Les Houthis ont également annoncé un blocus maritime de l’Arabie saoudite et ont commencé à prendre pour cible ses navires et son territoire.
Les combats ont atteint un nouveau niveau ces derniers jours, dans le cadre d’offensives de grande envergure menées par les Houthis. Deux responsables militaires des forces gouvernementales yéménites soutenues par l’Arabie saoudite ont déclaré à l’AFP avoir perdu 84 soldats depuis samedi midi, principalement lors d’attaques à la roquette, tandis que quatre sources militaires houthistes ont indiqué que 57 « terroristes » avaient été éliminés au cours de la même période.
Les rebelles houthis visaient à isoler et à s’emparer de la ville portuaire de Mokha, contrôlée par le gouvernement, et à renforcer leur emprise sur la zone entourant le détroit de Bab el-Mandeb, d’une importance stratégique cruciale, qui contrôle l’entrée sud de la mer Rouge.
Depuis que le régime iranien a en grande partie fermé le détroit d’Ormuz en attaquant les navires qui tentaient de le traverser, le détroit de Bab el-Mandeb a encore gagné en importance en tant que voie alternative pour les exportations de pétrole de l’Arabie saoudite.

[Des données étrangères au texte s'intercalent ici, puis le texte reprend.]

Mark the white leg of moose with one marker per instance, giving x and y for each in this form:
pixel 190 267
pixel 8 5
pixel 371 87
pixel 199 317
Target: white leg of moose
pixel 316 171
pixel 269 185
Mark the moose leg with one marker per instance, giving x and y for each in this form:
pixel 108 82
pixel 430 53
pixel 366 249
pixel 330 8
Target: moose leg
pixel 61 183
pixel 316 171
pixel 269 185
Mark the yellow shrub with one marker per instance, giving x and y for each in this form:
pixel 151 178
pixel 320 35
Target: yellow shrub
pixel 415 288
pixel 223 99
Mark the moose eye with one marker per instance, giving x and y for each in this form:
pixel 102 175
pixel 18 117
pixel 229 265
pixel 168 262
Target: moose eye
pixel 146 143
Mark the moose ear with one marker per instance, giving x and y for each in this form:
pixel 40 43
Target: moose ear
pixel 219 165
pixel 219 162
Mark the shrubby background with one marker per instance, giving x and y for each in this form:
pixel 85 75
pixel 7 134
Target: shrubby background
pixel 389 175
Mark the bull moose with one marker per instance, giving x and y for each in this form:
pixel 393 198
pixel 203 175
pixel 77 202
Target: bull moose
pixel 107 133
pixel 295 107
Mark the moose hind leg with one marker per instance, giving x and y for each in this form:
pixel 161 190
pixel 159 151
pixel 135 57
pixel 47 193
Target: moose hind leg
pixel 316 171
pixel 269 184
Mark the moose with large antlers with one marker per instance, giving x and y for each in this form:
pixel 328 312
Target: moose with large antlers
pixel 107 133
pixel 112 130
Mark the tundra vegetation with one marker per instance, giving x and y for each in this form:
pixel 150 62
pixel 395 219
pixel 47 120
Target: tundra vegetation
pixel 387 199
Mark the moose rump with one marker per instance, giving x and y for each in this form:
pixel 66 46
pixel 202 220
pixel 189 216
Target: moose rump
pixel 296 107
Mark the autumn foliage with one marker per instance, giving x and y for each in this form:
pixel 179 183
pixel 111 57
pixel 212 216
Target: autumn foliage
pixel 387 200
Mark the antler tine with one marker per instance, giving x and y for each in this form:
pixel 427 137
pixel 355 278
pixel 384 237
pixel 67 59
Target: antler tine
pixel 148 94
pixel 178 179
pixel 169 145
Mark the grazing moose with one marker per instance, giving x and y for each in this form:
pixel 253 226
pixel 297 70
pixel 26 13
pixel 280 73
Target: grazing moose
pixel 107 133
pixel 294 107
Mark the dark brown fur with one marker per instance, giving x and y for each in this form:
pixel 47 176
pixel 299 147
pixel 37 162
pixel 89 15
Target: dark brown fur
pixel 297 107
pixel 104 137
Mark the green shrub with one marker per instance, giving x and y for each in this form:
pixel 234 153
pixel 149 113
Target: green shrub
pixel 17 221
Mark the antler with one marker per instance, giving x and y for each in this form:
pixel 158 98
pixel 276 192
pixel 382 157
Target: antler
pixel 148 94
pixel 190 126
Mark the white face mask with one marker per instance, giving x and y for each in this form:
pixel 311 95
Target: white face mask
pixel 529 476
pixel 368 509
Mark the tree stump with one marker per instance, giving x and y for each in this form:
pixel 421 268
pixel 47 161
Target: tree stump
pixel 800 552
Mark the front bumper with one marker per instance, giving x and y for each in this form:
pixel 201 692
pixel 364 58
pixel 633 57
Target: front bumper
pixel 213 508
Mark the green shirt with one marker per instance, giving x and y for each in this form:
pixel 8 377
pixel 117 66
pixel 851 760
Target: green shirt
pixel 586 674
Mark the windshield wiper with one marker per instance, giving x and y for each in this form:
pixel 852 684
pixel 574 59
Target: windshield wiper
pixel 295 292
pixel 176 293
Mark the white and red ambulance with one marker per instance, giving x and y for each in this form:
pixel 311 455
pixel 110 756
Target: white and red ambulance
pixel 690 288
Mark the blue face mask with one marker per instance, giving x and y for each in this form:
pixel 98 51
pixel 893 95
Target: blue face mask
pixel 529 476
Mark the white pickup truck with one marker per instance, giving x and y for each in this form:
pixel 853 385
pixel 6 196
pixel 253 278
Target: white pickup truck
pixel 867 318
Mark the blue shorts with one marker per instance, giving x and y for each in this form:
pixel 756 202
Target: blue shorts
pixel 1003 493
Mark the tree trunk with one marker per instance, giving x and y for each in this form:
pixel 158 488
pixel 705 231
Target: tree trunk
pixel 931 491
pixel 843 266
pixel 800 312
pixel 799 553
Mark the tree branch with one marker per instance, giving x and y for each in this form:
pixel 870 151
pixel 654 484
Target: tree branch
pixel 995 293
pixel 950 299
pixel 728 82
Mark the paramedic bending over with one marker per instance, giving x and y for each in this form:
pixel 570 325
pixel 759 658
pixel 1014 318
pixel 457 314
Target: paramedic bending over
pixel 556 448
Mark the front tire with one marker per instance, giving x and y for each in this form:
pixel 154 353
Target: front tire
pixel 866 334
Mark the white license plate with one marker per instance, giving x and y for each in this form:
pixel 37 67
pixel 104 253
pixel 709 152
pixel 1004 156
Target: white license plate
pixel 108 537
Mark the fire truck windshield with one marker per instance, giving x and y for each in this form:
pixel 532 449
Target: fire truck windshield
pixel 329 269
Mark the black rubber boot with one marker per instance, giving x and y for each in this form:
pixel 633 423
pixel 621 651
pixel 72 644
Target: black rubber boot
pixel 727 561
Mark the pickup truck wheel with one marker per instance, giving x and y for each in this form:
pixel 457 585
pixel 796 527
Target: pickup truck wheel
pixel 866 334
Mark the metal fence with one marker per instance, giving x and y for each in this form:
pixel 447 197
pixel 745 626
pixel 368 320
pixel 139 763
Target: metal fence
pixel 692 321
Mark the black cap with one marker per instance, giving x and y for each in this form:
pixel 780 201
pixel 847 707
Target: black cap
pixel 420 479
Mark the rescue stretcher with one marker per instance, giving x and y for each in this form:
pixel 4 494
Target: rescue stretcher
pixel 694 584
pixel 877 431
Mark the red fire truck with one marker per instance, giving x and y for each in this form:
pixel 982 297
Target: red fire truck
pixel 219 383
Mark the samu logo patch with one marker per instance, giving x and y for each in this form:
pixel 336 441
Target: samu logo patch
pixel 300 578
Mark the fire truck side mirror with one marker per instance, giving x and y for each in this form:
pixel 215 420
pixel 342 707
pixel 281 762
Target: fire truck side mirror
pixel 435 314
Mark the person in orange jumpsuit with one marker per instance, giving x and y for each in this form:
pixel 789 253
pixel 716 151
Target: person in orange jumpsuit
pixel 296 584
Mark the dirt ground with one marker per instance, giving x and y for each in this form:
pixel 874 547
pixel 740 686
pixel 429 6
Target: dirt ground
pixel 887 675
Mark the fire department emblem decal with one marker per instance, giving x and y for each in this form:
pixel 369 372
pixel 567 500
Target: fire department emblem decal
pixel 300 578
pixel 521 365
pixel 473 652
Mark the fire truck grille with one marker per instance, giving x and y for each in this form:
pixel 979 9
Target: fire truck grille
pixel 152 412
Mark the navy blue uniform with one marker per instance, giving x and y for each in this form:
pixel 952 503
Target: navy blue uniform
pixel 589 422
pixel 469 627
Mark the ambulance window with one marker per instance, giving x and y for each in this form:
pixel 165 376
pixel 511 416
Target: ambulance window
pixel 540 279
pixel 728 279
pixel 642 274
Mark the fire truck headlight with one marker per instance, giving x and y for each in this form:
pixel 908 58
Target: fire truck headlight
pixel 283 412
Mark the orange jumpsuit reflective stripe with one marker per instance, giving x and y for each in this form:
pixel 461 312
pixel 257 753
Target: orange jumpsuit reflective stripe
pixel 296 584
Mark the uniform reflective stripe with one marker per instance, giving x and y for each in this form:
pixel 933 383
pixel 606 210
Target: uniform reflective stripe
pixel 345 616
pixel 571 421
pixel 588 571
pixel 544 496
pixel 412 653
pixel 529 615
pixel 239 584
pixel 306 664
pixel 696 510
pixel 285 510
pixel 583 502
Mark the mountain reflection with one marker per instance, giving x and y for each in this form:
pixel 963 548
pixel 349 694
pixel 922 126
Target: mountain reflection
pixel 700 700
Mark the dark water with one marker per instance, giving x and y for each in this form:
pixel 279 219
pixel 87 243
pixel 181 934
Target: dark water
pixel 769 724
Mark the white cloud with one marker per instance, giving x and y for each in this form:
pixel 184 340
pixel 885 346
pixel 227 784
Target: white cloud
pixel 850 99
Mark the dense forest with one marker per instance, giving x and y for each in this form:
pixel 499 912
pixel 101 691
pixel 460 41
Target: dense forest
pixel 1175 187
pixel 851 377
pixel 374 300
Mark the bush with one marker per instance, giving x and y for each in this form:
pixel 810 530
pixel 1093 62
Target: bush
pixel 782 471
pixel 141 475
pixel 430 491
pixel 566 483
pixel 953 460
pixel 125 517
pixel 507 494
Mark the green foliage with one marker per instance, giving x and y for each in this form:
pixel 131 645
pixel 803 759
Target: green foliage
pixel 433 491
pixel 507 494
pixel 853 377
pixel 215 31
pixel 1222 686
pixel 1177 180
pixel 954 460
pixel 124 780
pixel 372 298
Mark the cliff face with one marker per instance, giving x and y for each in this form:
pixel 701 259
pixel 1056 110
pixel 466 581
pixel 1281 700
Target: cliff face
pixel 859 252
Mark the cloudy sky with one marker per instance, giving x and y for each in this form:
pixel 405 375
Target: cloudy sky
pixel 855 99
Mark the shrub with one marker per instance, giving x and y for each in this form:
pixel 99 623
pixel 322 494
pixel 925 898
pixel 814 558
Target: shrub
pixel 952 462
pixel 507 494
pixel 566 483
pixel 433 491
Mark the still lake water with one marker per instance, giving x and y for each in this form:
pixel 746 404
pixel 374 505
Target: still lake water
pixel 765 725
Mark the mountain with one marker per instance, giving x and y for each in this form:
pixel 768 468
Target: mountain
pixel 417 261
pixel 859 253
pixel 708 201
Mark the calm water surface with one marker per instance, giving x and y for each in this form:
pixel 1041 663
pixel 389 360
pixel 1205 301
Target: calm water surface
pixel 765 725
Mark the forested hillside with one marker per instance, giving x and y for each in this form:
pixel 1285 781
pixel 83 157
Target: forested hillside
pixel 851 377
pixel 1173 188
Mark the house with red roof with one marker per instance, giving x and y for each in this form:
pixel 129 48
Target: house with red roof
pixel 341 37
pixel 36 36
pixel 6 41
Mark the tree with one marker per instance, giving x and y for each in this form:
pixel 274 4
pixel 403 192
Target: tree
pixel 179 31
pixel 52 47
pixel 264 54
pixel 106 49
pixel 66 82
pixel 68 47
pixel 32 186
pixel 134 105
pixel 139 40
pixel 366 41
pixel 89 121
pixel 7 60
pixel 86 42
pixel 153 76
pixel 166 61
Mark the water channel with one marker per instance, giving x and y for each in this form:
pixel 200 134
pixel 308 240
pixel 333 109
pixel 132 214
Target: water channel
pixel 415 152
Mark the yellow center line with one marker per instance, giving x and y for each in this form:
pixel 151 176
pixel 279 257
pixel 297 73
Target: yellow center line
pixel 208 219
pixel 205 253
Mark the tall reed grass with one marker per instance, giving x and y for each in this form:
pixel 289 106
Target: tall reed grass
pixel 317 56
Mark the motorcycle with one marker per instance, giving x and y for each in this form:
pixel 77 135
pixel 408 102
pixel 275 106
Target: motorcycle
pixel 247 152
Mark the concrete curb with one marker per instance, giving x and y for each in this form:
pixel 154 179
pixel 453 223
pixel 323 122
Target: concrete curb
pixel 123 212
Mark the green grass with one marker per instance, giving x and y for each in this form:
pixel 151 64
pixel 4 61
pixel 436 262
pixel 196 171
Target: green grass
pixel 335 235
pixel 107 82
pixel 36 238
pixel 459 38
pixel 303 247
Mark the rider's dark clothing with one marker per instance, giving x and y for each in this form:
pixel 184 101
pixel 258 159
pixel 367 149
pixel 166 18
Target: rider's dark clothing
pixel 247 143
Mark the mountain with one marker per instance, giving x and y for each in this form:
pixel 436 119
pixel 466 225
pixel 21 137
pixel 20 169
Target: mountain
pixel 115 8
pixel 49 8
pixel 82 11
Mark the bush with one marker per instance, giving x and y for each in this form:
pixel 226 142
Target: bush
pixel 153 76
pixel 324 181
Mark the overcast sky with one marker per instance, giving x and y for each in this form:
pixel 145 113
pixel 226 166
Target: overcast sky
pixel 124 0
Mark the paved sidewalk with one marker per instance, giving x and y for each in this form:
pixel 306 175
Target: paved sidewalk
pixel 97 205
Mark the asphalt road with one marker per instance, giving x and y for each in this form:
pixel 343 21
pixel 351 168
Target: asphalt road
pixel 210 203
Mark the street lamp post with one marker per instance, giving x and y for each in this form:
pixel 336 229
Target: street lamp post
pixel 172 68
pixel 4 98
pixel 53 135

Un responsable militaire a déclaré à l’AFP qu’à la suite d’une contre-offensive, les forces gouvernementales « avaient réussi à établir des positions au nord de Hays après avoir progressé dans la région », une zone située à moins de 30 kilomètres (18,6 miles) à l’intérieur des terres depuis la côte de la mer Rouge.
Rashad Al-Alimi, président du Conseil de direction présidentiel du Yémen, qui dirige le gouvernement, a affirmé que ses forces ne permettraient pas au régime de prendre le contrôle du détroit de Bab el-Mandeb par l’intermédiaire de ses mandataires houthis.
Il a également mis en garde contre les graves conséquences humanitaires des combats, notamment le déplacement de centaines de familles de leurs foyers.
La semaine dernière, selon certaines informations, au moins 158 familles ont été contraintes de fuir leurs foyers après que les Houthis ont attaqué des civils dans des zones résidentielles du gouvernorat d’Hodeidah, dans l’ouest du Yémen.
En août 2025, Israël a éliminé plusieurs hauts dirigeants houthis lors de frappes aériennes de précision, dont le Premier ministre houthi Ahmad Ghaleb al-Rahwi. À l’époque, Mahdi al-Mashat, haut responsable houthi, avait annoncé le « martyre » d’al-Rahwi et de plusieurs de ses ministres, qui, selon lui, avaient été tués lors d’une frappe israélienne.
Bien que les Houthis et leur protecteur iranien aient été considérablement affaiblis, les deux restent intacts, et aucune fin immédiate n’est en vue ni pour la guerre civile au Yémen, ni pour le conflit plus large impliquant l’Iran et ses mandataires régionaux.